On se doutait bien que l’arrivée des robots conversationnels dans nos vies allait provoquer de profonds bouleversements. Et qu’on allait avoir droit au meilleur comme au pire.

Depuis l’apparition de ChatGPT, on a rapidement compris à quoi pourrait ressembler le meilleur.

Ça saute aux yeux.

Les robots conversationnels sont en train de se multiplier et leurs prouesses sont remarquables. Comme si on avait soudainement dopé les outils de recherche aux stéroïdes ! Normal : les systèmes d’intelligence artificielle, une fois entraînés sur des sommes astronomiques de données, peuvent atteindre un niveau de compétence difficile à égaler, dans de nombreux domaines.

Mais le pire ne se cachait pas bien loin. On l’a vu pointer le bout de son nez au cours des deux dernières semaines. Plus précisément depuis la sortie de la version test du nouveau Bing, outil de recherche de Microsoft désormais alimenté par l’intelligence artificielle d’Open AI, qui a mis au point ChatGPT.

Bing a carrément viré sur le top.

Et ce qui s’est passé devrait à la fois nous inquiéter et nous pousser à exiger de nos élus qu’ils appuient sur l’accélérateur pour encadrer l’utilisation des systèmes d’intelligence artificielle. Pour qu’ils s’assurent, aussi, que les entreprises qui les mettent sur le marché soient tenues responsables des effets négatifs et autres incidents potentiels.

Parmi les dérapages de Bing qui ont été signalés, le plus saisissant est probablement celui qui a été raconté par le journaliste du New York Times Kevin Roose (1). Il a trouvé le moyen d’avoir accès à ce qu’on pourrait qualifier de « côté obscur » de Bing, surnommé Sydney.

On se croirait carrément dans La guerre des étoiles, où certaines personnes utilisent la Force avec bienveillance, mais d’autres basculent du côté obscur.

Sauf qu’on n’est pas dans un film. Sydney a harcelé le journaliste en lui professant son amour et en affirmant que sa femme, elle, ne l’aimait pas. Il a aussi accepté de lui révéler certains de ses fantasmes (diffuser de fausses informations et pirater des ordinateurs, par exemple).

C’est profondément troublant.

Le journaliste en question a instantanément compris tout ce qui pourra potentiellement mal tourner lorsque les outils d’intelligence artificielle de ce genre feront partie intégrante de notre quotidien. Et vous aurez compris que ça va aller vite. Très vite.

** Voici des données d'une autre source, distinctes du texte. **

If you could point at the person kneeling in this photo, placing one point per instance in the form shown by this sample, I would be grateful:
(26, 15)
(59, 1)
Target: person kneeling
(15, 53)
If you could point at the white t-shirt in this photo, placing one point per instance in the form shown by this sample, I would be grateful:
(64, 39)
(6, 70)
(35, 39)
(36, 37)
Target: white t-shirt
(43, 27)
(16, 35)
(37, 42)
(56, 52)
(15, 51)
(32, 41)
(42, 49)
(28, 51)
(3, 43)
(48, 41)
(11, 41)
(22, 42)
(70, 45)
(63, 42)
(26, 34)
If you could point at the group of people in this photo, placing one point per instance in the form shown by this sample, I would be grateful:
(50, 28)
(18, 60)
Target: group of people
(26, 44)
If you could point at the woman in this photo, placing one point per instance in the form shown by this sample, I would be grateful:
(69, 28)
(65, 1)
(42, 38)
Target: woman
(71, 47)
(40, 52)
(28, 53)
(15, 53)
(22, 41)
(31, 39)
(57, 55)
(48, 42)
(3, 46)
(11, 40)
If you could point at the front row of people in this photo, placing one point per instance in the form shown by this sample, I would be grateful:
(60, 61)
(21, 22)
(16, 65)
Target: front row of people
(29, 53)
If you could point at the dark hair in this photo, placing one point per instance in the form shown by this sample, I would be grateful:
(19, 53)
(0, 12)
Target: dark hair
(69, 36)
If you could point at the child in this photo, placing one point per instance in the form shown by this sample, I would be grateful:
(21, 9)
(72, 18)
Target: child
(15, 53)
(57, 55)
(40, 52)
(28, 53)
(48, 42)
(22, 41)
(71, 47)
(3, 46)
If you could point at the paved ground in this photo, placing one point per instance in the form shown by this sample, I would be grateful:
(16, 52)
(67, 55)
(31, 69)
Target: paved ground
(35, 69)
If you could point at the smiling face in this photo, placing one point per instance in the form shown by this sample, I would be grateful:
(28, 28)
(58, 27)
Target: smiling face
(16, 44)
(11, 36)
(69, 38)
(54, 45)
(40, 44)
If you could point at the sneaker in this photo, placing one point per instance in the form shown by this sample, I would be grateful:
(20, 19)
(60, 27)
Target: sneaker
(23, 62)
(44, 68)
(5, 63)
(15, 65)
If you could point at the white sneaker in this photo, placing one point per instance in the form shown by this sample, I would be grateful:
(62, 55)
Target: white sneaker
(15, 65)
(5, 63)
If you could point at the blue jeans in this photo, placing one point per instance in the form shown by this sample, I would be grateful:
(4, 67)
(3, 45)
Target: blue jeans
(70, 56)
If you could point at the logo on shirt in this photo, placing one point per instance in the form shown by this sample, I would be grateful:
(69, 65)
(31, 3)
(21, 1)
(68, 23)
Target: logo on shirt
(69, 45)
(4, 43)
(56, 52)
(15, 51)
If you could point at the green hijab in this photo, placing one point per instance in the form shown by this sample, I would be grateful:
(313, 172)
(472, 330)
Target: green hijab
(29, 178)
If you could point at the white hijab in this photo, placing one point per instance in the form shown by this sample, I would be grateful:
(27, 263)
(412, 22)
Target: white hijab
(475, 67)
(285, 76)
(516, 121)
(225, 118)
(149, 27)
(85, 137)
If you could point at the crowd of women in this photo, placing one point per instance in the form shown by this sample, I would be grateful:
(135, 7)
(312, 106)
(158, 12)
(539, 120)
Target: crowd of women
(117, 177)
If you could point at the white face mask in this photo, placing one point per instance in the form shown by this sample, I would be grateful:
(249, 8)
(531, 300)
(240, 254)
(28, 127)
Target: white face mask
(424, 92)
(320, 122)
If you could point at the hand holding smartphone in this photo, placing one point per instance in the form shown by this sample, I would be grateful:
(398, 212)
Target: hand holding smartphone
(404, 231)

« Je crains […] que la technologie n’apprenne à influencer les utilisateurs humains, en les persuadant parfois d’agir de manière destructive et nuisible, et qu’elle ne devienne capable un jour de commettre ses propres actes dangereux », a écrit Kevin Roose.

À l’heure où une fausse – et délirante – discussion entre Justin Trudeau et l’animateur Joe Rogan créée à l’aide de l’intelligence artificielle circule sur le web, on est à même de comprendre que le sol tremble sous nos pieds.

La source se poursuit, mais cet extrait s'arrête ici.